Most of these novels use different characters to tell parts of the story and demonstrate how meaning resides in the manner of telling, as much as in the subject at hand. The use of various viewpoints makes Faulkner more self-referential, or “reflexive,” than Hemingway or Fitzgerald; each novel reflects upon itself, while it simultaneously unfolds a story of universal interest. Faulkner’s themes are southern tradition, family, community, the land, history and the past, race, and the passions of ambition and love. He also created three novels focusing on the rise of a degenerate family, the Snopes clan: The Hamlet (1940), The Town (1957), and The Mansion (1959).
Read and analyze A Rose for Emily
Summary of “A Rose for Emily” by Fatima
This story is narrated through a third person’s point of view. The story is told from the townspeople. The story starts off with Ms. Emily’s funeral. It states that “the men through a sort of respectful affection for a fallen monument, the women mostly out of curiosity to see the inside of her house, which no one save an old man-servant–a combined gardener and cook–had seen in at least ten years.” As we can see, Ms. Emily was sort of like a mystery to citizens of the town. The author continuously uses symbolism in the story. When the deputation came to her house for her taxes, Faulkner describes how the house and Ms. Emily looks. “only Miss Emily’s house was left, lifting its stubborn and coquettish decay above the cotton wagons and the gasoline pumps-an eyesore among eyesores”, this statement explains how the house gives off such a depressing mood. “Her skeleton was small and spare;”, this line shows us how her appearance showcases death also.
When Ms. Emily was younger, her deceased father used to force away all the young men that was in love with her. The summer after her father death, she fell in love with a Yankee by the name of Homer Barron. Everyone in the town was whispering about their relationship and wondering if they were married. After a while they stop seeing Homer and decided that they got married. The townspeople then proceeds by saying that Ms. Emily then died a while after.
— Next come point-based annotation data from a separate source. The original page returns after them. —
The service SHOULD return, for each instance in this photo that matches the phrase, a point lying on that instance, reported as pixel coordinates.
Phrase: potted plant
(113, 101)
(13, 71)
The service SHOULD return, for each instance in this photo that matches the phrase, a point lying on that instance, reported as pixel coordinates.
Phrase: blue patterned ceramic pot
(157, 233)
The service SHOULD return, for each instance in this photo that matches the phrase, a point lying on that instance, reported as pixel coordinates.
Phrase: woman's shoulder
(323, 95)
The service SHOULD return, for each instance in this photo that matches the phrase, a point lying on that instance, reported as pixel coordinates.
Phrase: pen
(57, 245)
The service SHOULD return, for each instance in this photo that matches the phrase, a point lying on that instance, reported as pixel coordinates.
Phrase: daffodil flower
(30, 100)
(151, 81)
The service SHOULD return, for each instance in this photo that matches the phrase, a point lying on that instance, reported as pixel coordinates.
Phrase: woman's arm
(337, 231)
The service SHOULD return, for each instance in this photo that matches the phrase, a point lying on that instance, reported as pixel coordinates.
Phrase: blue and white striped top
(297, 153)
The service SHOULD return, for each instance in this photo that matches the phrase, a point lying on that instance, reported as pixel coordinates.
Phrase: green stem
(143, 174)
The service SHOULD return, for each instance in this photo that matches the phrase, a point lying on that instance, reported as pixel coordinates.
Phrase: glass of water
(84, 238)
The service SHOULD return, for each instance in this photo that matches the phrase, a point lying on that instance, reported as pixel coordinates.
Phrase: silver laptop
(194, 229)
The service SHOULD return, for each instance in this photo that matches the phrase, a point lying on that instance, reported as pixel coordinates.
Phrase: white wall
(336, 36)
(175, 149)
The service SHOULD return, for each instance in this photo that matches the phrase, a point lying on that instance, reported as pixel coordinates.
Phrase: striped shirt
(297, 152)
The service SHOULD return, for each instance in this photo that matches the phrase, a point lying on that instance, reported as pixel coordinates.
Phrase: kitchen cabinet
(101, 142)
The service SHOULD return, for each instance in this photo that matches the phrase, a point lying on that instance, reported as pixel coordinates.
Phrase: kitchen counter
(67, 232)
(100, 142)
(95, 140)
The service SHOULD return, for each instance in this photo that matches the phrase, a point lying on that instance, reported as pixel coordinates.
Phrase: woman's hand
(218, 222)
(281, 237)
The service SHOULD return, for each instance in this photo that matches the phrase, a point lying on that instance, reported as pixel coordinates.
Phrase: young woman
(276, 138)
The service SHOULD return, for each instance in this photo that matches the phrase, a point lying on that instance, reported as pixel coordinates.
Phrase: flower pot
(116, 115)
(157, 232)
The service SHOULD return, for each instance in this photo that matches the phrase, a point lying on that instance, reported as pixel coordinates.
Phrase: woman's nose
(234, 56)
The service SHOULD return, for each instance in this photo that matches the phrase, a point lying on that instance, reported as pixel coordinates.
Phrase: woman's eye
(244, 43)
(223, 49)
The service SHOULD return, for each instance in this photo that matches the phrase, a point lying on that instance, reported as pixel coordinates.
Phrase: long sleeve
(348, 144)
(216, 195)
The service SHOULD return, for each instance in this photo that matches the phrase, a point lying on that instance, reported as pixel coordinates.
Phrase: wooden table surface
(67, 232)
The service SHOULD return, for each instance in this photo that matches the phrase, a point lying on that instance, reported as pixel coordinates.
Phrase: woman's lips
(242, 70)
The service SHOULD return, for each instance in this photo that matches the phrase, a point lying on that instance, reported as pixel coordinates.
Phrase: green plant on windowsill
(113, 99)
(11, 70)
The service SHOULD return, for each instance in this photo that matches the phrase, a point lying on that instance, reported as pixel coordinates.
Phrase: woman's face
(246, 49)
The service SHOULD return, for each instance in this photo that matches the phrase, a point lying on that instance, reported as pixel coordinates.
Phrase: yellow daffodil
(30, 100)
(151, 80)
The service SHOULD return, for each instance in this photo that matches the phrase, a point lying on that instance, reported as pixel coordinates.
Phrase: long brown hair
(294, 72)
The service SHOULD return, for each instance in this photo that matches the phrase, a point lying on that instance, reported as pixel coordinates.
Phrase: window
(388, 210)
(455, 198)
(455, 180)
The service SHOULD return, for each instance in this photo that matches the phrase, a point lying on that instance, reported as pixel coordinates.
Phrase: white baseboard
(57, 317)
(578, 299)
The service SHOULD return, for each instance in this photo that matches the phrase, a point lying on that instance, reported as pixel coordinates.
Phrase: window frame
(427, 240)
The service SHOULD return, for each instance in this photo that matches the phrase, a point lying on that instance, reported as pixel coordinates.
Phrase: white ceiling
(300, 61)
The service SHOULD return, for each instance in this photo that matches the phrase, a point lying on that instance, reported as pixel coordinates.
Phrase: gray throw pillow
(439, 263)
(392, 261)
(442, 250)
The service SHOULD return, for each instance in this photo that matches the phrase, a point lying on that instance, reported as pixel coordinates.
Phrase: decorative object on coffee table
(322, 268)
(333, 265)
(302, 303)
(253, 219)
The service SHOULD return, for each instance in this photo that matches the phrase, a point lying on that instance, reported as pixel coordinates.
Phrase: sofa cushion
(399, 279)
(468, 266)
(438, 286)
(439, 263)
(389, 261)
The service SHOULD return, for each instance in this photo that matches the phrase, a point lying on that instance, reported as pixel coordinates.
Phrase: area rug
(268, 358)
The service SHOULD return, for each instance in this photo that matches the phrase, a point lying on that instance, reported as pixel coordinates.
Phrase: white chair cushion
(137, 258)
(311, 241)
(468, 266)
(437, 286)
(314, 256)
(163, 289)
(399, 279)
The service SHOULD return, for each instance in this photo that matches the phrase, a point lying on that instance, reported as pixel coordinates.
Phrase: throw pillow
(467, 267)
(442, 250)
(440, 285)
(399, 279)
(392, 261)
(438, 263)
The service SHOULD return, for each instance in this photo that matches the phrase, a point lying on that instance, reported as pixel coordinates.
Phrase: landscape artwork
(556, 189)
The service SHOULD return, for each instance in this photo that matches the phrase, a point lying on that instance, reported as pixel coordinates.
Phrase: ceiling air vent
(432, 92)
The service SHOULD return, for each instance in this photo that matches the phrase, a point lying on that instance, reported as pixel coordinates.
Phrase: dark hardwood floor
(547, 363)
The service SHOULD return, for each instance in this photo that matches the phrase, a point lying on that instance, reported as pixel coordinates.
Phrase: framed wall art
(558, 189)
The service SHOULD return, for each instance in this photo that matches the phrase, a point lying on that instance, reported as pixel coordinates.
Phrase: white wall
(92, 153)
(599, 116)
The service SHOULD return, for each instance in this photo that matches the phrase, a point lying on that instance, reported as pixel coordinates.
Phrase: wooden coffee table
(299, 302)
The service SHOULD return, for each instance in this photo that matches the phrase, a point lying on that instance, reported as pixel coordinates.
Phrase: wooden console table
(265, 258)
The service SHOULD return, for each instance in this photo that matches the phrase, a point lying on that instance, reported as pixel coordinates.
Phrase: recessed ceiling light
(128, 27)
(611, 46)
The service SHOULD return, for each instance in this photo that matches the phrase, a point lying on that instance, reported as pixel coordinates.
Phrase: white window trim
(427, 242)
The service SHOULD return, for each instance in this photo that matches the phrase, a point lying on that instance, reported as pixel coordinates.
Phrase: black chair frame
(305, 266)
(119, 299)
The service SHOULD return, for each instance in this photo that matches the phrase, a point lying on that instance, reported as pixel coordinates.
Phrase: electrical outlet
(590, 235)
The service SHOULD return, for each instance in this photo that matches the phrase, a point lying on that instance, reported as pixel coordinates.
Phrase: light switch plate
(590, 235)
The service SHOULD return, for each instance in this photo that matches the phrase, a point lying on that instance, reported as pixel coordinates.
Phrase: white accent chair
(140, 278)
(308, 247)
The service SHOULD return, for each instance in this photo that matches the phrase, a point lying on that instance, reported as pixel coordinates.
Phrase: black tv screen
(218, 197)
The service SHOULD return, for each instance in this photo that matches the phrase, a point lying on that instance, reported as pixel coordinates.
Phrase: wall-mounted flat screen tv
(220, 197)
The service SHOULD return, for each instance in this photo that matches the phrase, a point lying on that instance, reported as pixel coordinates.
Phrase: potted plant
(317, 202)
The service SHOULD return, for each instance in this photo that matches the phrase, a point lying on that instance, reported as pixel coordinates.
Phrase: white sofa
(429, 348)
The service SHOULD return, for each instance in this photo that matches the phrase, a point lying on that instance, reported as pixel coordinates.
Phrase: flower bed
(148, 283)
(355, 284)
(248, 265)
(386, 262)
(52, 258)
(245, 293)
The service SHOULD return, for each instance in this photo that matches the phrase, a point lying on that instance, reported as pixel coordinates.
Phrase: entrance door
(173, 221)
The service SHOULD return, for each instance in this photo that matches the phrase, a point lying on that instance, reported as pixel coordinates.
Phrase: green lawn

They didn’t know she was sick.
After they buried her, they knew that there was one room that wasn’t opened. So after they decently buried her they went to see upon the room. When they opened the room they was greeted by great amounts of dust. They also explain that the “room decked and furnished as for a bridal: upon the valance curtains of faded rose color, upon the rose-shaded lights, upon the dressing table, upon the delicate array of crystal and the man’s toilet things backed with tarnished silver, silver so tarnished that the monogram was obscured.” They also saw a man’s collar, tie, suit, shoes, and discarded socks. “Then shockingly, laying right there in the bed was the man. For a long while we just stood there, looking down at the profound and fleshless grin. The body had apparently once lain in the attitude of an embrace. What was left of him, rotted beneath what was left of the nightshirt, had become inextricable from the bed in which he lay; and upon him and upon the pillow beside him lay that even coating of the patient and biding dust. Then we noticed that in the second pillow was the indentation of a head. One of us lifted something from it, and leaning forward, that faint and invisible dust dry and acrid in the nostrils, we saw a long strand of iron-gray hair.